Structured extraction framework over Pydantic AI Agent with JSON Schema & Pydantic model outputs.
Project description
nextract
nextract is a small, pragmatic framework for structured data extraction from files using the Pydantic AI Agent. It focuses on clean boundaries, strong typing, and JSON Schema/Pydantic-driven outputs—while keeping file handling simple and predictable.
Scope of this build
Uses Pydantic AI Agent only.
Takes local file paths and feeds content to the Agent:
- Text files are read as text and wrapped in delimiters.
- PDFs and images are attached as binary bytes.
- Office docs (
.doc/.docx/.ppt/.pptx) are converted to PDF first when a converter is available.- Excel files:
.xlsxis extracted to TSV (in-process);.xlsattempts CSV via LibreOffice/unoconv.No OCR, no large-file chunking yet (TODO).
Returns a
dictby default, or a Pydantic model instance if you pass a model and request it.Tracing via structlog; usage & cost estimation from Agent usage + a simple model pricing table.
Table of Contents
Features
-
Structured extraction for small files with:
- JSON Schema (output as
dict[str, Any]), or - Pydantic v2 models (output as dict by default; optional model instance).
- JSON Schema (output as
-
Pydantic AI Agent integration:
- Raw binary attachments for PDFs/images.
- StructuredDict for JSON Schema outputs.
- Usage metrics retrieved from the run.
-
Batch mode runs one file per Agent call in parallel.
-
Cost estimation via a simple pricing map (optional).
-
Structlog logging to console.
-
ZIP files: extract to
/tmpand process each contained file “as-is”.
What’s in / out of scope
Supported file types
- Read Text Directly:
.txt, .md, .csv, .tsv, .xls, .xlsx, .json, .xml, .yaml, .yml, .html, .htm
-
Upload Directly (binary): Images (
.png,.jpg,.jpeg,.webp,.gif,.bmp,.tiff), PDF (.pdf) -
ZIP: Extracted to
/tmp/nextract-zip-<name>and each file inside is processed “as-is”. -
Accepted as binary, converted to PDF before uploading to LLMs
.doc,.docx,.ppt,.pptx
Not supported for now
- Audio/Video processing
- OCR for scanned PDFs/images
- Large-file chunking & merging (design is stubbed; not implemented)
Installation
# Install from PyPI
pip install nextract
# Or install from source for development
git clone https://github.com/your-username/nextract.git
cd nextract
pip install -e .[dev]
Python: 3.10+
Quick Start
JSON Schema output (default dict)
from nextract import extract
schema = {
"title": "Invoice",
"type": "object",
"properties": {
"invoice_number": {"type": "string"},
"date": {"type": "string"},
"total": {"type": "number"}
},
"required": ["invoice_number", "total"]
}
res = extract(
files=["./docs/invoice.pdf"],
schema_or_model=schema,
user_prompt="Extract the invoice fields exactly as defined.",
include_extra=True, # adds a top-level `extra` bag for helpful unmodeled fields
)
print(res["data"]) # dict[str, Any] matching your schema (+ optional `extra`)

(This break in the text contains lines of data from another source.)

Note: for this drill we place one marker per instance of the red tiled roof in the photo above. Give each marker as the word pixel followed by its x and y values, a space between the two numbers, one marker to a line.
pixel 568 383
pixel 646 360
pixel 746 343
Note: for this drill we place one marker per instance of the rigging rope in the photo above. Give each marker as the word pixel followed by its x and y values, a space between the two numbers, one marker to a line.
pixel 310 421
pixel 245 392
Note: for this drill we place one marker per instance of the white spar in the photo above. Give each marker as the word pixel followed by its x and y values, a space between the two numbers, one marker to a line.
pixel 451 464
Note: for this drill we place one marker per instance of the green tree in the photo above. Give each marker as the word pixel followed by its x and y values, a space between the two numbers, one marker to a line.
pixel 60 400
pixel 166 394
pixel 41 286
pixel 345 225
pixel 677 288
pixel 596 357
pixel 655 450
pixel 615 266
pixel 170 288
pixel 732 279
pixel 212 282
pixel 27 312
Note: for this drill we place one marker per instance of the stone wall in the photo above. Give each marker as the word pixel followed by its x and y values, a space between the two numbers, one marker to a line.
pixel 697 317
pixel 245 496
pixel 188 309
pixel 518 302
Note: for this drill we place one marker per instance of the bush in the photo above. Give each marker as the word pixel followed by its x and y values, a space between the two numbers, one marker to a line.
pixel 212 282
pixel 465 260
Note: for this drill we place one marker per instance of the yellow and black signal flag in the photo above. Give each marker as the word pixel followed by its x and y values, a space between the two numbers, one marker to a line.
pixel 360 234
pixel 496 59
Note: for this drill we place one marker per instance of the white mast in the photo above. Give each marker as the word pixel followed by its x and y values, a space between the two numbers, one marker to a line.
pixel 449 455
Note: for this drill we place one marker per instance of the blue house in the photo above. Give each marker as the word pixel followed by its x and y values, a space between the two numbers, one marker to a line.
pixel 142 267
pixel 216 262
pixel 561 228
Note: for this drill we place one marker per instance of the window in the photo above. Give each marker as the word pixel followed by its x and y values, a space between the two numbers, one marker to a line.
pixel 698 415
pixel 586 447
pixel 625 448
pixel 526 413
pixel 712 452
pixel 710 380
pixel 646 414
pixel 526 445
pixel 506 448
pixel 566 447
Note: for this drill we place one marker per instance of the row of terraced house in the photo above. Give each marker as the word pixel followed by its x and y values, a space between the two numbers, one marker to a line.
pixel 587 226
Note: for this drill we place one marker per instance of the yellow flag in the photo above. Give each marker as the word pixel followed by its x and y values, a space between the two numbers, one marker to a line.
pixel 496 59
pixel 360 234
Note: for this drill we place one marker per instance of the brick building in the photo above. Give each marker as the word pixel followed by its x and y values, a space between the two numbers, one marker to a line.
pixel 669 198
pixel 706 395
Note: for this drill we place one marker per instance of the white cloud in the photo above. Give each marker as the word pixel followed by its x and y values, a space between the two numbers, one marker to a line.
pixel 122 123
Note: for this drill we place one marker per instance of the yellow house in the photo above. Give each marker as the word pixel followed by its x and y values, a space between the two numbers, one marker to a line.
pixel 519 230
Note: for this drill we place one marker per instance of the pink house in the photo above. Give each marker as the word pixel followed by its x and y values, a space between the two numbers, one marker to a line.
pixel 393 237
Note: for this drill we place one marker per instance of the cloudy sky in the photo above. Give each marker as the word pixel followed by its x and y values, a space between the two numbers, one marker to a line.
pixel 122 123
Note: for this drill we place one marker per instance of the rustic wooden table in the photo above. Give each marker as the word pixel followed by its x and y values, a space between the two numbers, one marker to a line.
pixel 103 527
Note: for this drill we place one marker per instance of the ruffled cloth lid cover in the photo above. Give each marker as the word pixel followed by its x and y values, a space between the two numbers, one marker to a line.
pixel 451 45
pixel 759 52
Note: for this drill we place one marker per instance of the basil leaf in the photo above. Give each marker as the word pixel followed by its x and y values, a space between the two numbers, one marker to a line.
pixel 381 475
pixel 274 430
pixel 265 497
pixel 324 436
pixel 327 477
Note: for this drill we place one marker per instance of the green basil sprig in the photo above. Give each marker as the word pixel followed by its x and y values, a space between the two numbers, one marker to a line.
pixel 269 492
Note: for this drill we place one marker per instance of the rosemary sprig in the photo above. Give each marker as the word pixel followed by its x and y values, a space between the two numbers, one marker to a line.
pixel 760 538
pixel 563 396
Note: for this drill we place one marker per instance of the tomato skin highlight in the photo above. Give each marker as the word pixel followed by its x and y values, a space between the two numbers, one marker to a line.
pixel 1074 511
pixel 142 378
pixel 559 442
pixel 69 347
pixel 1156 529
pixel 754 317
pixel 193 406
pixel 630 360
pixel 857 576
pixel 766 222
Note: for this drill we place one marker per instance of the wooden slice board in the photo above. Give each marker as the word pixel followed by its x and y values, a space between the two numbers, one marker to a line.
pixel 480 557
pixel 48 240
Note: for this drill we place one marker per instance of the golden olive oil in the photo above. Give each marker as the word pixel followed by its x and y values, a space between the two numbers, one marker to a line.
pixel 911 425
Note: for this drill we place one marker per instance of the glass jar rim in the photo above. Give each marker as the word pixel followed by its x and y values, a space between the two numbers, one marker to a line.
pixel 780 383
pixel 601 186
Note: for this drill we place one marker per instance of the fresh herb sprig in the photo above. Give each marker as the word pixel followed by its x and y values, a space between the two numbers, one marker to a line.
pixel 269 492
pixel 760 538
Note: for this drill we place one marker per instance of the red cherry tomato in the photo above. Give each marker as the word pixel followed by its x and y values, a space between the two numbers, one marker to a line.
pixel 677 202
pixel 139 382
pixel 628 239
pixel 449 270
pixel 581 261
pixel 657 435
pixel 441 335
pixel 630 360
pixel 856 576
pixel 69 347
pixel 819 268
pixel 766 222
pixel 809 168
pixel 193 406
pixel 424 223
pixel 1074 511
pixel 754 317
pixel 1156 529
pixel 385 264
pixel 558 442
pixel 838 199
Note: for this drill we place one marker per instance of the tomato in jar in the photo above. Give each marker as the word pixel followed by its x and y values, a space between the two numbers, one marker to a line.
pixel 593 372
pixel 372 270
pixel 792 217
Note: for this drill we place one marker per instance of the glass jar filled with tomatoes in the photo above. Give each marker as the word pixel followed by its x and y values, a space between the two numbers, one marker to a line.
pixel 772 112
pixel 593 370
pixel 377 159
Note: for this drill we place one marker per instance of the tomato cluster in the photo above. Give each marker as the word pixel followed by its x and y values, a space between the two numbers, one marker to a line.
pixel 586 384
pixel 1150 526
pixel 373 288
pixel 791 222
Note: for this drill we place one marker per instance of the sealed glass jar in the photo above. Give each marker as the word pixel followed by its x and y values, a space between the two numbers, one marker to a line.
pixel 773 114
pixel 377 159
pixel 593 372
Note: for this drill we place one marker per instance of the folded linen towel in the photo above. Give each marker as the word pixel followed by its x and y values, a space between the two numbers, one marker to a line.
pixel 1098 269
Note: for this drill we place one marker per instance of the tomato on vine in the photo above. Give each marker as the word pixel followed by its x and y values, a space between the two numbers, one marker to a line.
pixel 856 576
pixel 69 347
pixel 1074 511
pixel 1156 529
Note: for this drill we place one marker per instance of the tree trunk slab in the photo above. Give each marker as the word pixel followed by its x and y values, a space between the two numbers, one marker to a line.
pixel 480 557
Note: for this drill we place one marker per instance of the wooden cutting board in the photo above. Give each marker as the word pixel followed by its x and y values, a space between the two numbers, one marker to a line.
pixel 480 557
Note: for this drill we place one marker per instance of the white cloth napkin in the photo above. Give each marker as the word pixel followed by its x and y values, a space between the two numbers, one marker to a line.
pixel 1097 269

print(res["report"]) # model, usage, cost_estimate_usd, warnings
Pydantic model output
from pydantic import BaseModel
from nextract import extract
class Invoice(BaseModel):
invoice_number: str
date: str | None = None
total: float
res = extract(
files=["./docs/invoice.pdf"],
schema_or_model=Invoice,
user_prompt="Extract the invoice fields."
# include_extra is ignored for Pydantic model mode
)
# Default behavior returns a dict
print(res["data"]) # -> {'invoice_number': '...', 'date': '...', 'total': ...}
To get the Pydantic model instance instead of a dict:
res = extract(
files=["./docs/invoice.pdf"],
schema_or_model=Invoice,
user_prompt="Extract the invoice fields.",
return_pydantic=True,
)
invoice_obj = res["data"] # -> Invoice instance
Batch extraction (parallel)
Process each file independently (one Agent call per file):
from nextract import batch_extract
schema = {
"title": "DocSummary",
"type": "object",
"properties": {"title": {"type": "string"}, "summary": {"type": "string"}},
"required": ["title"]
}
res = batch_extract(
batch=["./a.pdf", "./b.png", "./c.txt"], # or [["./a1.pdf","./a2.pdf"], ["./b1.pdf"]] to group
schema_or_model=schema,
user_prompt="Summarize each document with title + summary.",
include_extra=False,
max_concurrency=4,
)
# result is a dict keyed by the first file in each item
print(res.keys()) # -> {"./a.pdf", "./b.png", "./c.txt"}
CLI
# JSON Schema
nextract extract ./invoice.pdf \
--schema ./invoice.schema.json \
--prompt "Extract the invoice fields." \
--include-extra
# Pydantic model (module:Class or module.Class)
nextract extract ./invoice.pdf \
--pydantic-model mypkg.models:Invoice
# Batch (parallel): schema mode
nextract batch ./a.pdf ./b.png ./c.txt \
--schema ./summary.schema.json \
--prompt "Summarize each document." \
--max-concurrency 4
Run
nextract --help,nextract extract --help, ornextract batch --helpfor more.
Configuration
Environment variables
| Variable | Default | Description |
|---|---|---|
NEXTRACT_MODEL |
openai:gpt-4o |
Pydantic AI model string (provider:model-id). |
NEXTRACT_MAX_CONCURRENCY |
4 |
Max parallel Agent calls in batch_extract. |
NEXTRACT_MAX_RUN_RETRIES |
5 |
Max retry attempts around Agent runs. |
NEXTRACT_PER_CALL_TIMEOUT_SECS |
120 |
Per-call timeout in seconds. |
NEXTRACT_PRICING |
(unset) | JSON map for cost estimation (see below). |
Also set provider credentials as expected by Pydantic AI for your chosen provider. Example: for OpenAI:
OPENAI_API_KEY=...
Pricing configuration
NEXTRACT_PRICING expects a JSON string like:
{
"openai:gpt-4o": { "input_per_1k": 0.005, "output_per_1k": 0.015 },
"openai:gpt-4.1-mini": { "input_per_1k": 0.003, "output_per_1k": 0.006 }
}
This is used to compute cost_estimate_usd from the Agent’s token usage. If the current model is missing in this map, cost will be null.
Model selection
By default, nextract uses openai:gpt-4o (vision-capable). You can override per process:
export NEXTRACT_MODEL="provider:model-id"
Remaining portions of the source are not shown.